How to set limits using constrOptim in R?

Question

I am using constrOptim to minimize a log likelihood function for maximum likelihood estimation of parameters.

I wish to set the bounds on my parameters, but to not understand the constrOptim definition of the feasibility region.

The feasible region is defined by ui %*% theta - ci >= 0

I have a set of parameters with bounds [lower, upper]

a[0,5]  ie 0<a<5
b[0,Inf]
c[0,Inf]
e[0,1]

theta (starting values) = c(1, 1, 0.01,0.1)

What are the ui (constraint matrix (k x p)) and ci (constraint vector of length k) for these parameter bounds?

Is there a straightforward way to get from a list of upper and lower bounds to a ui and ci value?

Answer 1

Here's an example that we can use to illustrate ui and ci, with some extraneous output removed for brevity. It's maximizing the log likelihood of a normal distribution. In the first part, we use the optim function with box constraints, and in the second part, we use the constrOptim function with its version of the same box constraints.

# function to be optimized
> foo.unconstr <- function(par, x) -sum(dnorm(x, par[1], par[2], log=TRUE))

> x <- rnorm(100,1,1)

> optim(c(1,1), foo.unconstr, lower=c(0,0), upper=c(5,5), method="L-BFGS-B", x=x)
$par
[1] 1.147652 1.077654

$value
[1] 149.3724

> 
> # constrOptim example
> 
> ui <- cbind(c(1,-1,0,0),c(0,0,1,-1))
> ui
     [,1] [,2]
[1,]    1    0
[2,]   -1    0
[3,]    0    1
[4,]    0   -1
> ci <- c(0, -5, 0, -5)
> 
> constrOptim(c(1,1), foo.unconstr, grad=NULL, ui=u1, ci=c1, x=x)
$par
[1] 1.147690 1.077712

$value
[1] 149.3724

... blah blah blah ...

outer.iterations
[1] 2

$barrier.value
[1] -0.001079475

> 

If you look at the ui matrix and imagine multiplying by the parameter vector to be optimized, call it $\theta$, you'll see that the result has four rows, the first of which is $\theta_1$, the second $-\theta_1$, the third $\theta_2$, and the fourth $-\theta_2$. Subtracting off the ci vector and enforcing the $\ge 0$ constraint on each row results in $\theta_1 \ge 0$, $-\theta_1 + 5 \ge 0$, $\theta_2 \ge 0$ and $-\theta_2 + 5 \ge 0$. Obviously, multiplying the second and fourth constraints by -1 and moving the constant to the right hand side gets you to $\theta_1 \le 5$ and $\theta_2 \le 5$, the upper bound constraints.

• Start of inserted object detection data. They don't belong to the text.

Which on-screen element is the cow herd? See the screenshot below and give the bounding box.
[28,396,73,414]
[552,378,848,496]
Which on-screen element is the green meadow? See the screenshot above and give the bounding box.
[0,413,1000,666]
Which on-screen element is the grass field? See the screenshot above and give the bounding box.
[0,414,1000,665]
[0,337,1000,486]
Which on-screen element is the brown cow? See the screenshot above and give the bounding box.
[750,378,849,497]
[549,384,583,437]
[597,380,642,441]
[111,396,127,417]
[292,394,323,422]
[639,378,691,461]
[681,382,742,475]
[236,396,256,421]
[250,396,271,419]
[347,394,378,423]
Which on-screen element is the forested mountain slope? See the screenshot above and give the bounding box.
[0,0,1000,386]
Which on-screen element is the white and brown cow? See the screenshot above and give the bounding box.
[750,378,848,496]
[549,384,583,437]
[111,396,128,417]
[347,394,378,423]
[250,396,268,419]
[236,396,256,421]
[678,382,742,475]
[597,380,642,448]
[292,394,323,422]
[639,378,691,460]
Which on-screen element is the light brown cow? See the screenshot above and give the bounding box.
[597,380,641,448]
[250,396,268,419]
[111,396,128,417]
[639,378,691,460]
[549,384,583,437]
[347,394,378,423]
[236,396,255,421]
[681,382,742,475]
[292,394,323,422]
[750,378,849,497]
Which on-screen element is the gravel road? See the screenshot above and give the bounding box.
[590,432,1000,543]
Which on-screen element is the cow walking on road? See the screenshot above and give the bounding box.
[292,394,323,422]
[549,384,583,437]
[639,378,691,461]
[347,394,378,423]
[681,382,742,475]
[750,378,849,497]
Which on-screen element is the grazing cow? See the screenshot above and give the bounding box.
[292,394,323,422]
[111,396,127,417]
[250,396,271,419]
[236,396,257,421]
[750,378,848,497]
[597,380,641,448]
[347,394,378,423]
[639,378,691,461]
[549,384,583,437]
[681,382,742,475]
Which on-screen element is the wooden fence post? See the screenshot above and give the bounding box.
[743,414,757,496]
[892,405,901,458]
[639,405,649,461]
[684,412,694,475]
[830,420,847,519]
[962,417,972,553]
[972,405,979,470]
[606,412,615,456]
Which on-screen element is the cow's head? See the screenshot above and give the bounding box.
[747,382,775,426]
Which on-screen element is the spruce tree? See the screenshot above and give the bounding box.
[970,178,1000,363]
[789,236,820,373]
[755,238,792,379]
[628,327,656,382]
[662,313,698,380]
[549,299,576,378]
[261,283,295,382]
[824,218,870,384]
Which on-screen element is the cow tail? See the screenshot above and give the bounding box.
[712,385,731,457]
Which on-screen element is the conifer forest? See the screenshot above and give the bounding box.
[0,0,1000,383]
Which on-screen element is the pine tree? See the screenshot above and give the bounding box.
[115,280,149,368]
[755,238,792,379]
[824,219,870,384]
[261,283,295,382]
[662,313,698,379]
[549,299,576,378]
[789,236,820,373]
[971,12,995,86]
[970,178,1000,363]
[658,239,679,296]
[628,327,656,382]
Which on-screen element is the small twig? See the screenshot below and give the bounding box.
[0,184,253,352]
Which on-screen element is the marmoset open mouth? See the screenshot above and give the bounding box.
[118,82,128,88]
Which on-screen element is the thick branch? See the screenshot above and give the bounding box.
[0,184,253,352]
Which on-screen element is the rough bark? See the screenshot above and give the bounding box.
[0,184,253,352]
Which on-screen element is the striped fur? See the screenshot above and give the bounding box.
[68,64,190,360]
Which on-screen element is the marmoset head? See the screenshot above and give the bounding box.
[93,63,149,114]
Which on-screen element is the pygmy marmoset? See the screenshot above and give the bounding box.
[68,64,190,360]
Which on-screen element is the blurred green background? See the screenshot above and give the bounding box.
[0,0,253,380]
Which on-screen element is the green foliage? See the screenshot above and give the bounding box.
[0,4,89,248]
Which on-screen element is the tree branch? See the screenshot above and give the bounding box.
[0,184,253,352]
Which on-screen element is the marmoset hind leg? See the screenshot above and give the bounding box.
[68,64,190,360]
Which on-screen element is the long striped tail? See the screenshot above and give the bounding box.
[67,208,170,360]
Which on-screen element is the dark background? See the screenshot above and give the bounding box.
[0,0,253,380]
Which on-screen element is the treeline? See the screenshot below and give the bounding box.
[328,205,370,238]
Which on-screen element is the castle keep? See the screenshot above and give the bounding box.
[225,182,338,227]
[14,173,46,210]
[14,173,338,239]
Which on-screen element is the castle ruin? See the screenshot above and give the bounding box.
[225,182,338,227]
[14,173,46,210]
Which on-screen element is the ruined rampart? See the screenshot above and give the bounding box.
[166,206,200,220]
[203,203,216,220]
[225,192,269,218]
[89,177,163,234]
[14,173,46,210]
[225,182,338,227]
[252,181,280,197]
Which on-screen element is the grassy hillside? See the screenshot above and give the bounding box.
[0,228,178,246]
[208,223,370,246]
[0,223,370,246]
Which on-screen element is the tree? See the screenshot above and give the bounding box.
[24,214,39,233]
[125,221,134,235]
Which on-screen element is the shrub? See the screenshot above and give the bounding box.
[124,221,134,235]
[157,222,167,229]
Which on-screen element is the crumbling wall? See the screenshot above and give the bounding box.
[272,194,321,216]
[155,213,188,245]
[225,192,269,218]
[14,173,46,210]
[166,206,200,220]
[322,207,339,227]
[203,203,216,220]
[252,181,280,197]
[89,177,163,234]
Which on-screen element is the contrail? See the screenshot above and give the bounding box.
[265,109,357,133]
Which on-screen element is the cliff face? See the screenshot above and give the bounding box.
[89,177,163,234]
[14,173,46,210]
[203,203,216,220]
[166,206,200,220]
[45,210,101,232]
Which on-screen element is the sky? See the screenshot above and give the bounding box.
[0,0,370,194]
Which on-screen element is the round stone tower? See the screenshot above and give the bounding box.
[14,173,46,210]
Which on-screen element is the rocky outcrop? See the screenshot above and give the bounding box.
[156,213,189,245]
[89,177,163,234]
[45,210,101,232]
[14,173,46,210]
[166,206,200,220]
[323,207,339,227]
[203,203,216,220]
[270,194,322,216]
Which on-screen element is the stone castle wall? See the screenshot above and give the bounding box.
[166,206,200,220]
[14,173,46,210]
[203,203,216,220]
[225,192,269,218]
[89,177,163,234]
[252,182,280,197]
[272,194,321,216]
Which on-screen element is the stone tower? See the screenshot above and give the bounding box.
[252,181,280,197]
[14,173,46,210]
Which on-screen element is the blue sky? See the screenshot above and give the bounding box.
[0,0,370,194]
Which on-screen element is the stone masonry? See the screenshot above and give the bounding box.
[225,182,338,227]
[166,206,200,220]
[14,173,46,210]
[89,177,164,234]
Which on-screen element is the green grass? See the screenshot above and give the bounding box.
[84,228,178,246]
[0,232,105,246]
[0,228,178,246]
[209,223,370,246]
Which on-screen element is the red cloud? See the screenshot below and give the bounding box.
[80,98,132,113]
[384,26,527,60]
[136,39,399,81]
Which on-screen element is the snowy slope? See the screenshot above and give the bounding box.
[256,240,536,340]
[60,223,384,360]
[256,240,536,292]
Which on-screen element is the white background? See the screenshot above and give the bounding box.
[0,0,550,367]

Just substitute your own values into the ci vector and add appropriate columns (if any) to the ui vector to get the box constraint set you want.

Answer 2

Your constraints are of two types, either $\theta_i \geq a_i$, or $\theta_i \leq b_i$. The first ones are already in the right form (and the matrix ui is just the identity matrix), while the others can be written as $-\theta_i \geq - b_i$: ui is then $-I_n$ and ci is $-b$.

# Constraints
bounds <- matrix(c(
  0,5,
  0,Inf,
  0,Inf,
  0,1
), nc=2, byrow=TRUE)
colnames(bounds) <- c("lower", "upper")

# Convert the constraints to the ui and ci matrices
n <- nrow(bounds)
ui <- rbind( diag(n), -diag(n) )
ci <- c( bounds[,1], - bounds[,2] )

# Remove the infinite values
i <- as.vector(is.finite(bounds))
ui <- ui[i,]
ci <- ci[i]

# Constrained minimization
f <- function(u) sum((u+1)^2)
constrOptim(c(1,1,.01,.1), f, grad=NULL, ui=ui, ci=ci)

We can check how the constraint matrices ci and ui are interpreted:

# Print the constraints
k <- length(ci)
n <- dim(ui)[2]
for(i in seq_len(k)) {
  j <- which( ui[i,] != 0 )
  cat(paste( ui[i,j], " * ", "x[", (1:n)[j], "]", sep="", collapse=" + " ))
  cat(" >= " )
  cat( ci[i], "\n" )
}
# 1 * x[1] >= 0 
# 1 * x[2] >= 0 
# 1 * x[3] >= 0 
# 1 * x[4] >= 0 
# -1 * x[1] >= -5 
# -1 * x[4] >= -1 

Some of the algorithms in optim allow you to specify the lower and upper bounds directly: that is probably easier to use.